While city councils in Azle and other suburban Texas communities debate solutions to deer overpopulation, Long said she has lately not only seen more displaced fawns but more health problems as well. The cause, she assumed, is inbreeding in the quickly growing suburbs of Willow Park and Hudson Oaks. According to Long, a big part of the problem lies in human encroachment.

“You find fawns that are not healthy. They’re blind, they’re deaf, they’re lighter colored,” Long said. “One of the newest fawns I got before this morning, a lady around the corner was very upset because it was in her yard. Her house has been there less than a year. I said, ‘you realize that was a pasture before it was your house?’ Mamas always have their babies in the same spot, just as we as women always go to the same doctor … I didn’t have any idea when I started this that I’d get the volume that I’d get, but for the most part at least it’s several hours a day that’s what I do.”

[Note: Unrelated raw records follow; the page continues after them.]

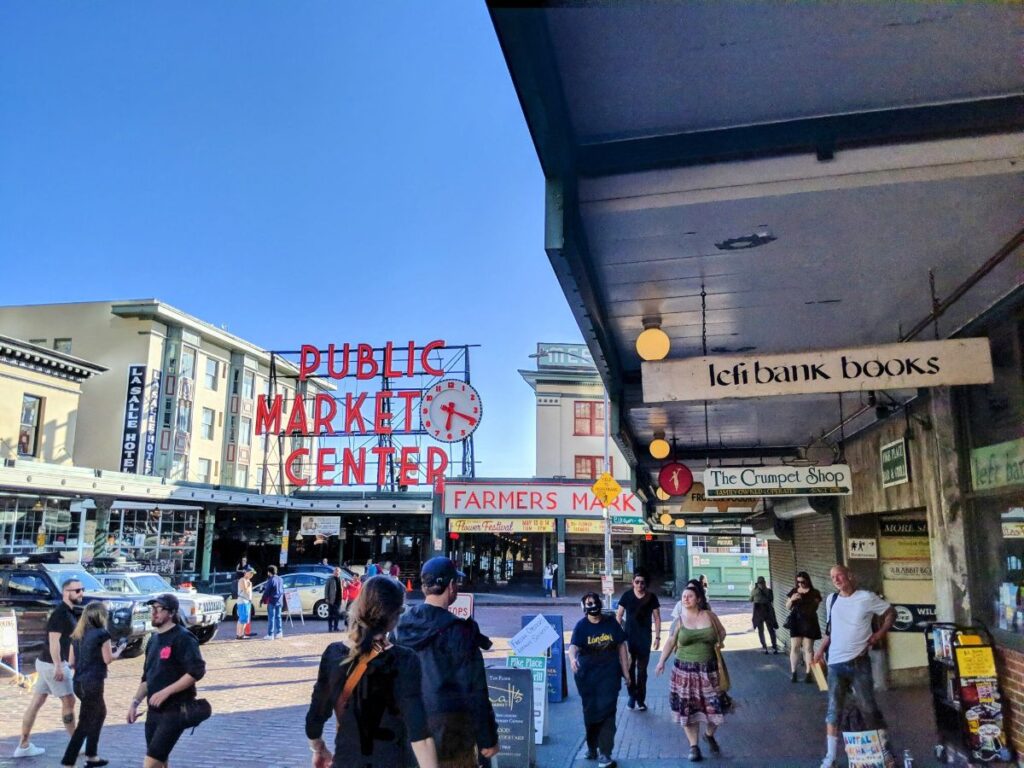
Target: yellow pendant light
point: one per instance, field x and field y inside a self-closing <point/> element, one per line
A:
<point x="653" y="343"/>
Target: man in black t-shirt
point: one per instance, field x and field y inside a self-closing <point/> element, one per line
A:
<point x="636" y="609"/>
<point x="173" y="665"/>
<point x="52" y="673"/>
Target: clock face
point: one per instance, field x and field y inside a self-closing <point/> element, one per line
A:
<point x="451" y="411"/>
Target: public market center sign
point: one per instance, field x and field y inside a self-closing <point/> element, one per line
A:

Immediately after receiving the rescued fawn named Frog, Long determined he was dehydrated through a small bend at the tip of his ear. She then used an intravenous drip to rehydrate the fawn. His head was then marked with a pink splotch of paint to differentiate him from the other deer in their shared baby crib. Long remarked that this year most of the fawns she’s collected have been bucks, while last year, it was mostly does. Now in her care, Long said Frog has a good chance at surviving to adulthood. To find out more about fawn rehabilitation, donate, contact Long or view photos of rescued fawns go to www.texasfawn.com or linktr.ee/texasfawn.

“I feel like if we don’t take care of our wildlife, we’re going to look up and they’re going to be extinct,” Long said. “We all live here, we all got to get along. and we need to respect our wildlife.”